Social media is not free. It takes time to develop and implement your strategy. Increasingly, you need to pay to get your content seen.
Every business is right to ask if the investment is worthwhile. The only way to know if you are getting a return on your investment for social media is to set goals and measure success. That’s easy to understand but deciding what to measure to get meaningful insight can be a challenge.
Metrics let you show the impact of your efforts, allocate resources, track progress, and optimize for continued success.
Define the Right Measures of Success
Defining the right metrics starts with having a digital strategy. There, you define your goals. The right metrics measure progress toward your goals.
There are three general types of metrics to consider:
Business-Level Metrics
Business-level metrics speak to the goals of your organization. Here you show how your digital efforts are contributing to the big-picture goals of your brand. Generally, business-level metrics are data that show financial returns: profit and savings.
Examples: Market share, revenue, brand equity, brand awareness, share of voice, customer lifetime value, and brand affinity
Performance Metrics
Performance metrics, also called key performance indicators (KPIs), measure performance against the goals in your digital strategy. This data provides direct measures against the defined goal(s). These metrics generally have set time frames.
Examples: Sales, reach, engagement, engaged users, clicks, traffic, quality traffic, audience growth, leads, mentions, earned impressions, and conversions
Optimization Metrics
Optimization metrics provide insights on how to improve your social media and other digital efforts.

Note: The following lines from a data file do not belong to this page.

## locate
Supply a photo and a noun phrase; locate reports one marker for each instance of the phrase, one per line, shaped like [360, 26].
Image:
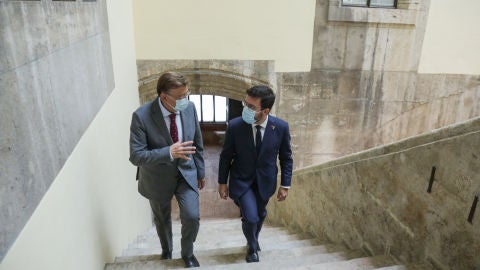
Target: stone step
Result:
[216, 239]
[418, 266]
[292, 251]
[221, 245]
[365, 263]
[283, 259]
[265, 245]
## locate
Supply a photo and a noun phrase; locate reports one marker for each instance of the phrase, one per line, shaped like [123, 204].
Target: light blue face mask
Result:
[248, 115]
[181, 104]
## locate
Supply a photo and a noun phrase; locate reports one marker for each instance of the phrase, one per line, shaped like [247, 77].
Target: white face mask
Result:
[248, 115]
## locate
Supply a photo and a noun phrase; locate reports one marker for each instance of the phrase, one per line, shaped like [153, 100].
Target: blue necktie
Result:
[258, 139]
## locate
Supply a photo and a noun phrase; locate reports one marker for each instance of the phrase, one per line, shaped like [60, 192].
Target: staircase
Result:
[221, 245]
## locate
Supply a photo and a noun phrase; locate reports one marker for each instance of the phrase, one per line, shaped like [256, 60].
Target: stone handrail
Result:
[377, 200]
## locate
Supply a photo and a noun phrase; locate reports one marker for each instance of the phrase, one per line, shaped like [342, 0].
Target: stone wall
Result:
[335, 113]
[364, 89]
[228, 78]
[55, 74]
[378, 200]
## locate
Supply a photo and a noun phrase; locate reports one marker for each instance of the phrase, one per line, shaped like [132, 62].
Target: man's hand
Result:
[282, 194]
[181, 150]
[223, 191]
[201, 183]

This data is collected to show what’s working and what’s not so that you can fine-tune your online activities.
Examples: Click through rate, cost per click, conversion rate, engagement rate, engagement per post, reach per post, retention rate, and growth rate
Take Time to Assess
With measures defined, determining your ROI on social media becomes easy. Set aside time once a quarter to track your performance. Although you may be active on social every day, it takes time to see the impact of the effort. You want to understand the trends in your data.
Listen to your data. Make changes as needed. Capitalize on what is working well.